2. The costs of retrial shall be borne by the plaintiff.
purport, purport, ..
Reasons
1. The following facts that have become final and conclusive in the judgment subject to a retrial do not conflict between the parties or are apparent in records.
The Plaintiff filed the instant lawsuit against the Defendant by asserting that the Plaintiff’s share capital for 40,000 shares issued by the Defendant was a beneficial shareholder who paid the Defendant’s total share capital for 40,000 shares, and that the shareholders’ general meeting on October 19, 2014, which cannot be seen as a beneficial shareholder without a notice of convening the Plaintiff, was held.

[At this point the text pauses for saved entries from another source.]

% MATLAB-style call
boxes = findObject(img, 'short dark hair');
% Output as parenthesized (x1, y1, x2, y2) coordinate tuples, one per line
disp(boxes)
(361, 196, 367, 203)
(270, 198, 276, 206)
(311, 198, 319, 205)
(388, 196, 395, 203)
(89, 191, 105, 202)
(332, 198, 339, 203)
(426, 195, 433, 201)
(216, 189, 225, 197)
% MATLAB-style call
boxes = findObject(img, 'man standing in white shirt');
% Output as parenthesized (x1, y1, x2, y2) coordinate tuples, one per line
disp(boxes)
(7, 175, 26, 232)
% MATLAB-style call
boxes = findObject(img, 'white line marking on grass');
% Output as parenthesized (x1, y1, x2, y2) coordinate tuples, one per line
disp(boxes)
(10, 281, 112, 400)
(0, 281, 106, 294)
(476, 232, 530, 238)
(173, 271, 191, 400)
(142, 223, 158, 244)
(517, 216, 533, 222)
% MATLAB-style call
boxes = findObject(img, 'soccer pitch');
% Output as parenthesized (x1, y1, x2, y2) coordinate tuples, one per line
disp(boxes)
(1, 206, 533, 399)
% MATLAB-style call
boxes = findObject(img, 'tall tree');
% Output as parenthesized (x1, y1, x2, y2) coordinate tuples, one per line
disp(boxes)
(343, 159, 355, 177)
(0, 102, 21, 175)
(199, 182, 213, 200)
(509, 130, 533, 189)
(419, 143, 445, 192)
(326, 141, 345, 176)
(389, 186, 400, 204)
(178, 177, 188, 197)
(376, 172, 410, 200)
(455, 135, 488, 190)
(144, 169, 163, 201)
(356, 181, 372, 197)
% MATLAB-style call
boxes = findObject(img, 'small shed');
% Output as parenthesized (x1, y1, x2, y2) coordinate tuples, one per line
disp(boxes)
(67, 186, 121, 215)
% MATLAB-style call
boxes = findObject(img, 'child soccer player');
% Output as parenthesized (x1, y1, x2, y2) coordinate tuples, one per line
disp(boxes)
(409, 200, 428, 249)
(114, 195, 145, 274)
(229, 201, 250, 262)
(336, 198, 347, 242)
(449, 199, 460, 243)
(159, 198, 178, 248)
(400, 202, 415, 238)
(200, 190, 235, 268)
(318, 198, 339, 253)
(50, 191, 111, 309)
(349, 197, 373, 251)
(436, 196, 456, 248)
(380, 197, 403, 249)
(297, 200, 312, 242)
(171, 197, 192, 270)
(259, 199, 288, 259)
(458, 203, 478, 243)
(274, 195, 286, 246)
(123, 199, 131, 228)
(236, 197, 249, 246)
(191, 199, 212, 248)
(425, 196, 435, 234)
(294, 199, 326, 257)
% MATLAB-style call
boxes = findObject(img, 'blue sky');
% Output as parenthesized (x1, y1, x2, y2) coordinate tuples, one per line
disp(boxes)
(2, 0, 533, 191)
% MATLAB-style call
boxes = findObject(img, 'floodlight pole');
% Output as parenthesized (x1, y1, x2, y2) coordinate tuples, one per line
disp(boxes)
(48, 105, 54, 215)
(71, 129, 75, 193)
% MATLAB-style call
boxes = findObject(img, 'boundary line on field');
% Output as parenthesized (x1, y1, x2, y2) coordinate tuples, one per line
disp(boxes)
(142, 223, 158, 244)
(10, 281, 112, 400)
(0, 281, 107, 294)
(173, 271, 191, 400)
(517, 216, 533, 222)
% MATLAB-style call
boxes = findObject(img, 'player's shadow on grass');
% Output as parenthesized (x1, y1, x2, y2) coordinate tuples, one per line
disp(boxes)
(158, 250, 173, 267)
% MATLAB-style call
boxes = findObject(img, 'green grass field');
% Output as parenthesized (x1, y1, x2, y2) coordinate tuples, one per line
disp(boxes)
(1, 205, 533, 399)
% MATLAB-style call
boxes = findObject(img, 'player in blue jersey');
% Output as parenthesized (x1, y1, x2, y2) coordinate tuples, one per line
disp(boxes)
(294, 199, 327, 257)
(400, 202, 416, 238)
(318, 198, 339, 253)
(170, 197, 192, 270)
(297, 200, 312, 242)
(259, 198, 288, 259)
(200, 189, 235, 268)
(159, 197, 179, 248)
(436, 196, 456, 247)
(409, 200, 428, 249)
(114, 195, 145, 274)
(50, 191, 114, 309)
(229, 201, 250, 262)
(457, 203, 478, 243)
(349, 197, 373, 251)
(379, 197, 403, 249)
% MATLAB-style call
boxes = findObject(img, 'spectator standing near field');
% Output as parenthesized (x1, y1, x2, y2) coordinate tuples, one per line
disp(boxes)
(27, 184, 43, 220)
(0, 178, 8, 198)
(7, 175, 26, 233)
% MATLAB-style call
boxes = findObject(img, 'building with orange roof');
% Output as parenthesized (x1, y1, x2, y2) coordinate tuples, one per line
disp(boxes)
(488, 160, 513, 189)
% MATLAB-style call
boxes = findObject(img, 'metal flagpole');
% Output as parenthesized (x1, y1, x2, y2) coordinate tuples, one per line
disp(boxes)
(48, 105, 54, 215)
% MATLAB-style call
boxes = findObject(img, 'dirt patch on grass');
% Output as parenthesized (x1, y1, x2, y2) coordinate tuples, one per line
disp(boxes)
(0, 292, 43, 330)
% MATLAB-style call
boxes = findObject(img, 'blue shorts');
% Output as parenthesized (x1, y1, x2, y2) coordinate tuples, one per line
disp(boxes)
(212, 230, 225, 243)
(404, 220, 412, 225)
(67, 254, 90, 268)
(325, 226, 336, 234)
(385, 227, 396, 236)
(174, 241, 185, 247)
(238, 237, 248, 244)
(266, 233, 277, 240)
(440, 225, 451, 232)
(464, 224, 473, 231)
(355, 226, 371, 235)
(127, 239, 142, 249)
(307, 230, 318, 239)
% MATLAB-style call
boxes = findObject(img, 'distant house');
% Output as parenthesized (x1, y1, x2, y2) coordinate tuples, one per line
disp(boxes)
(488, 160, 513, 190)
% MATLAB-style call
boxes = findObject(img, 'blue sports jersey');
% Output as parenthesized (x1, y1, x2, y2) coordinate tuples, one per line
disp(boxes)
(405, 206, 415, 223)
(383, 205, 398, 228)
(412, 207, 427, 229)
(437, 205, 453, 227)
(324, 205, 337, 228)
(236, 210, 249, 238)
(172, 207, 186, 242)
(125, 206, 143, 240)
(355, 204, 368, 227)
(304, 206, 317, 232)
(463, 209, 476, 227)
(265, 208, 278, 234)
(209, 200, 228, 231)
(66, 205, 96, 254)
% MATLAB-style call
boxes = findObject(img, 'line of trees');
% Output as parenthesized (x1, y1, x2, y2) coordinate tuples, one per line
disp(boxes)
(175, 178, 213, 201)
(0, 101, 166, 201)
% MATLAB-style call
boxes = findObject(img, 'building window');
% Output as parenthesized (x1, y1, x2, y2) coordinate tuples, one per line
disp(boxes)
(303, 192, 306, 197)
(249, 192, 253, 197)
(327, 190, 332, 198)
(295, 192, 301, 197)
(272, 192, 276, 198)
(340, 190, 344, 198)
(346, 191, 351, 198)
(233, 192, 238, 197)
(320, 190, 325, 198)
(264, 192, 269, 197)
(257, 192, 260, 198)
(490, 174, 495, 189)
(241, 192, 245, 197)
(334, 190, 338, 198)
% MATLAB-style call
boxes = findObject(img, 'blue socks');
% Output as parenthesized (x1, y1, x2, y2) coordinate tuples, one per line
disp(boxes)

On May 12, 2015, the Defendant allocated and issued shares 27,50 shares listed in the attached Table 3 list to the said C without a notice of subscription for new shares issued under Article 419(1) and (2) of the Commercial Act, thereby infringing the Plaintiff’s preemptive right.

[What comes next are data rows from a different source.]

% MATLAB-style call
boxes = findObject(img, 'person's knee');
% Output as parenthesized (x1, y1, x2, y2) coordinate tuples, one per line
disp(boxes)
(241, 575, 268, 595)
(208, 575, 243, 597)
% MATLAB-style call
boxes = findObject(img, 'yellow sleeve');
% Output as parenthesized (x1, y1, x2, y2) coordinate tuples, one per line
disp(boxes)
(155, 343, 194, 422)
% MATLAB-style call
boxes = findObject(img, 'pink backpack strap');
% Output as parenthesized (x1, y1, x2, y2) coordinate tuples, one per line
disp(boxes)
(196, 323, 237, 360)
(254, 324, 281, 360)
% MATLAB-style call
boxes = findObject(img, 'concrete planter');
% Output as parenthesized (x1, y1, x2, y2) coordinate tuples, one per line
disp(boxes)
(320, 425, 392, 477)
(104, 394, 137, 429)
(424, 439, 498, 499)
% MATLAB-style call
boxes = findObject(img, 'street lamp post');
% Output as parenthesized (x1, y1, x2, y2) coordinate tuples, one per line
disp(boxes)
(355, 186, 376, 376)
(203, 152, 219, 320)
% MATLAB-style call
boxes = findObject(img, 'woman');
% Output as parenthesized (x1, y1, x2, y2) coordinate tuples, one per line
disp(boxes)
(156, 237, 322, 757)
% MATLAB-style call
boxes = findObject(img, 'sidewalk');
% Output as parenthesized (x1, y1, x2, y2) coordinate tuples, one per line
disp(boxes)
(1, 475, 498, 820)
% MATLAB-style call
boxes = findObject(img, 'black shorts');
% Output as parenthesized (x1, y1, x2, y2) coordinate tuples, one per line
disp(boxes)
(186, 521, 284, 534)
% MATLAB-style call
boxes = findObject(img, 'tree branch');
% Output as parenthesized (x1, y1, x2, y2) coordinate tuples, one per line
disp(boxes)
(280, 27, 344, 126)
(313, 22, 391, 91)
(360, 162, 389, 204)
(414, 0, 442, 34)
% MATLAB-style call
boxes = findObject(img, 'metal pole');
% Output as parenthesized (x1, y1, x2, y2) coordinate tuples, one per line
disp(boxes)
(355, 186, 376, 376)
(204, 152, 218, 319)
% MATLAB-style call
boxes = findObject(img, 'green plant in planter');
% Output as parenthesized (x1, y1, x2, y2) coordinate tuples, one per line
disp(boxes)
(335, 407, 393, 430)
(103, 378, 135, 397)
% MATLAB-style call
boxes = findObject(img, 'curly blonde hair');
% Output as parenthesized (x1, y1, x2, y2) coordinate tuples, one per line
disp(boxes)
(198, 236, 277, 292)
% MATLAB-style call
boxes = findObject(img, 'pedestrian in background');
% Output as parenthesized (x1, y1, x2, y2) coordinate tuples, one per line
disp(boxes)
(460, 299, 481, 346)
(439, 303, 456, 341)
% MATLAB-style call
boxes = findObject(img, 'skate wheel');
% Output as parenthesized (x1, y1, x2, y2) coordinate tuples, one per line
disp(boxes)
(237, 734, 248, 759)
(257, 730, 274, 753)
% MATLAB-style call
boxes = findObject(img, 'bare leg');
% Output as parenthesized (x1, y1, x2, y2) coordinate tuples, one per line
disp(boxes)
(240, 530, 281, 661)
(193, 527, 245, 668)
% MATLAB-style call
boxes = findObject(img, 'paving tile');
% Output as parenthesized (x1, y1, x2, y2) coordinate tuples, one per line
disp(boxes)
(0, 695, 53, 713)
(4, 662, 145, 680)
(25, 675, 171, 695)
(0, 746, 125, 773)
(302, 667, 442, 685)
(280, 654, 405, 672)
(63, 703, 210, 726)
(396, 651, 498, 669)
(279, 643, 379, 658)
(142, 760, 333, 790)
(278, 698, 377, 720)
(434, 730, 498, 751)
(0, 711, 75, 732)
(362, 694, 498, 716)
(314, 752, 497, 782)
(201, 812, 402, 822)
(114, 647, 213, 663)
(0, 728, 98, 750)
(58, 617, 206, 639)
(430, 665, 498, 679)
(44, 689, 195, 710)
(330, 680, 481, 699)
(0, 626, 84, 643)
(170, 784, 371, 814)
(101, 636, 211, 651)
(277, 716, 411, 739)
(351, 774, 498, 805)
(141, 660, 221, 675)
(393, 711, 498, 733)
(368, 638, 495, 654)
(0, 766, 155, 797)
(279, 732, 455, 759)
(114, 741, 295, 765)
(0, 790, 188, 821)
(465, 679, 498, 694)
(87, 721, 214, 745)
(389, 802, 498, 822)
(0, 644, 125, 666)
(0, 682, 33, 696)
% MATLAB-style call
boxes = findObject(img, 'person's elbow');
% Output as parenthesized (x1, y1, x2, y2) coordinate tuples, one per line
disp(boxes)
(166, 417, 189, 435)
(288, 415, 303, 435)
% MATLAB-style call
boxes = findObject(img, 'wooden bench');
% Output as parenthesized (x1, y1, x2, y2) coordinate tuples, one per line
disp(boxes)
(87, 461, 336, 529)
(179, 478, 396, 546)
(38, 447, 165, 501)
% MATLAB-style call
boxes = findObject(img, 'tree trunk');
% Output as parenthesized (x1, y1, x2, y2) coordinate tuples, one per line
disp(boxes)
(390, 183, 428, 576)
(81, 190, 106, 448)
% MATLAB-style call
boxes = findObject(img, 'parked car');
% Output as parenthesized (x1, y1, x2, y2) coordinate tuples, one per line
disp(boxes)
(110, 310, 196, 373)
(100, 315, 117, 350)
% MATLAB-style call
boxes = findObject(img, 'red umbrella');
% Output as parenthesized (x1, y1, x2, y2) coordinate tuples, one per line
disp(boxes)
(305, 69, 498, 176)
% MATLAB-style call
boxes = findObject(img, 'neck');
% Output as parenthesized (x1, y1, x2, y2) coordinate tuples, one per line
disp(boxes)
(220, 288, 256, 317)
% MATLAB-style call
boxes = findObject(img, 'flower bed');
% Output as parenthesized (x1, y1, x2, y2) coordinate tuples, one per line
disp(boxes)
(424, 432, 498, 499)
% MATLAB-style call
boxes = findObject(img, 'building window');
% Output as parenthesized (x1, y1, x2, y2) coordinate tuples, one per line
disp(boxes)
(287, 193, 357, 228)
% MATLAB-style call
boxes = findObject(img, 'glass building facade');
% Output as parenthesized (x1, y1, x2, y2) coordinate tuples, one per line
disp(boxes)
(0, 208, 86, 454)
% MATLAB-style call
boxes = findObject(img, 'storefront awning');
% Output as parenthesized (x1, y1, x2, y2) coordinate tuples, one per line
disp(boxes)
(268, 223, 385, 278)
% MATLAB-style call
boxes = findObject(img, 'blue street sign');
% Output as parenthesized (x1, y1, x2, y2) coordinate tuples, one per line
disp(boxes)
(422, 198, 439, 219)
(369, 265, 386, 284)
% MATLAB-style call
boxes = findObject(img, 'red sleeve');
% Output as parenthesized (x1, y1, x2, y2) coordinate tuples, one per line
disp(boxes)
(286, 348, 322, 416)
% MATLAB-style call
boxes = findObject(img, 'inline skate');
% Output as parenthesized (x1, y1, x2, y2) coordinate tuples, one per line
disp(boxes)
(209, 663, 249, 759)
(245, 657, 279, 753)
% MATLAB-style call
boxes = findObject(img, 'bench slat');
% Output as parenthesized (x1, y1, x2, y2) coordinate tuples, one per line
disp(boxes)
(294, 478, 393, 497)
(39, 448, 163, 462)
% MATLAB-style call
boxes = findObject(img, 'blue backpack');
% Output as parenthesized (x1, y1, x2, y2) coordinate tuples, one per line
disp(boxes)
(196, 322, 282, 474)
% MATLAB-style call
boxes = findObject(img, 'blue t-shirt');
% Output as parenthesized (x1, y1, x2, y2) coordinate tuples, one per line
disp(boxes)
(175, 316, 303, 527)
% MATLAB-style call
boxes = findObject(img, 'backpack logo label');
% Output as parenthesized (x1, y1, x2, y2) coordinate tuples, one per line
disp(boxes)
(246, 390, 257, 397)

B. On March 30, 2016, the first instance court rendered a judgment that partially accepted the Plaintiff’s claim, and the main text of the judgment was determined.
Details are as follows:
(Seoul Eastern District Court Decision 2015Gahap1640 Decided March 30, 2016). 27,500 shares listed in the separate sheet No. 3 were issued on May 12, 2015. The Plaintiff sought confirmation of the invalidity of the issuance of the above shares through the application for modification of the purport and cause of the claim as of December 31, 2015. Thus, this part of the lawsuit is dismissed for the lapse of the exclusion period.
Of the shares 40,000 shares listed in the separate sheet No. 1, the fact that the Plaintiff is a shareholder of 20,000 shares is not disputed, but there is insufficient evidence to acknowledge the Plaintiff’s assertion (title trust toC) on the remaining 20,000 shares. Therefore, this part of the claim is accepted only for 20,000 shares, and the remainder is dismissed.
It is confirmed that there is no defect in the convocation procedure of the resolution by the general meeting of the shareholders of October 19, 2014, because there is a serious defect in the convocation procedure of the resolution by the general meeting of shareholders of October 19, 2014, without a notice for convening one of the two shareholders who own the shares issued by the defendant at the same ratio.
C. The plaintiff 1 appealed against the judgment of the first instance, and the appellate court did not dispute the part against which the judgment of the appellate court lost.